The aim of this talk is to examine a couple of basic examples of every-day work that a System Administrator has to carry out. The hope is that this will illuminate the short comings of many, typically home-brew, solutions based on what I am referring to as "hacky scripting". The "hacky scripting" bit is deliberately intended to be mildly provocative, by the way! After looking at the examples we will discuss the LCFG system configuration framework and how it can help the system administrator avoid problems and tedium.

Above all I strongly believe that the life of a System Administrator should never be dull!

Joke with appropriate screenshots: Life should be full of  watching soaps on the BBC iplayer, reading xkcd, drinking coffee and playing xbill!
( Or if you are a googler, it's got to be pool, table football and Mario Kart!)

Jokes aside, a good System Administrator will always develop solutions that allow them to avoid doing tediously repetitive tasks time and time again. They will also develop solutions which avoid common errors and reduce the likelihood of the brown stuff hitting the proverbial. Any person or team who has been in the business for a few years will have an arsenal of scripts ready for any job. Typically these will be written in shell, perl, python or ruby, depending on their age and heritage.
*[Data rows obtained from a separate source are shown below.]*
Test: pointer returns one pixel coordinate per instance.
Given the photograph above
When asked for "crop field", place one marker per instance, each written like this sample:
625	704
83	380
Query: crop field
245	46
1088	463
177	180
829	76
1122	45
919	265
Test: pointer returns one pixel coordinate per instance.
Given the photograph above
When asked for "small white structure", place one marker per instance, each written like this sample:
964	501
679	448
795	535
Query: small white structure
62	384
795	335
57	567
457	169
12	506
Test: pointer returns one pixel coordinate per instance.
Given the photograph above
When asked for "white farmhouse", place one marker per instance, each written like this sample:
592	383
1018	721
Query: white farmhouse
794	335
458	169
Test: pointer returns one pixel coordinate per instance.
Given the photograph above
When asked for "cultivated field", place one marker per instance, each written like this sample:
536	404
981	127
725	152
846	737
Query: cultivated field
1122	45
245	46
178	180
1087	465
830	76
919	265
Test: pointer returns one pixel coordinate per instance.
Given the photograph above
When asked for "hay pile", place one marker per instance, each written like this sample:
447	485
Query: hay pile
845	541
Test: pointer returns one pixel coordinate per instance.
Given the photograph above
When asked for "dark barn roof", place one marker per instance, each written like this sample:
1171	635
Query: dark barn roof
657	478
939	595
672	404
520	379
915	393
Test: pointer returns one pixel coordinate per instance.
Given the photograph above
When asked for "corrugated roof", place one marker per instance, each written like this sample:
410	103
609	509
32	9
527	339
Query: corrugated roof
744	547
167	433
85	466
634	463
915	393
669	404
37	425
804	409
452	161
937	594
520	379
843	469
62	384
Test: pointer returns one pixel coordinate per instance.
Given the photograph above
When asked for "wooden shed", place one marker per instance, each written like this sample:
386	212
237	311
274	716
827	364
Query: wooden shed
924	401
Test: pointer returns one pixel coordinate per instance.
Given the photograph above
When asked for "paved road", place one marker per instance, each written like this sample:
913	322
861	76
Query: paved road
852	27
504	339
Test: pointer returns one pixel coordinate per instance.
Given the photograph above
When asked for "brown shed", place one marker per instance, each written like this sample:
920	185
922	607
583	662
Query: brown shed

Example - Managing /etc/resolv.conf

As a first example of why hacking a few scripts together is rarely enough to achieve all the outcomes desired by the System Administrator I want to look at managing the resolver configuration file, /etc/resolv.conf. I suspect/hope all Unix system administrators have at least encountered this at some point. It's a nice simple text file, which has even been designed to be humanly readable, with just 5 options according to the manpage on my SL5 machine. Here's a brief glimpse in case you're none the wiser:


We can imagine a situation in which the SA who manages the local DNS service has to change the IP address of a DNS server. The editting of the resolv.conf file which must accompany this change can then be thought of as two simple operations:

  1. Remove old nameserver entry
  2. Add new nameserver entry

Manual Approach

Initially this might appear like such a trivial problem that anything beyond just editting the file seems like a total waste of time. If you don't already have a suitable script in your toolbox then the time taken to hack together a script to complete the task might take quite a bit longer than having to manually edit it on quite a few boxes. Considering the completely manual approach I think it stacks up a bit like this:

  • One machine == easy, no point doing it any other way
  • Several machines == boring
  • Many machines == utterly tedious

I am deliberately considering this in terms of how an SA is likely to feel, I know I have a short attention span when it comes to jobs like this. I'd much rather be coding up a smart solution. The more dull a task is the more likely I am to do something about creating some tools to do the job for me. A great idea has come out of the pugs part of the Perl6 project: "Optimize for fun", that's often how I think SA life should work.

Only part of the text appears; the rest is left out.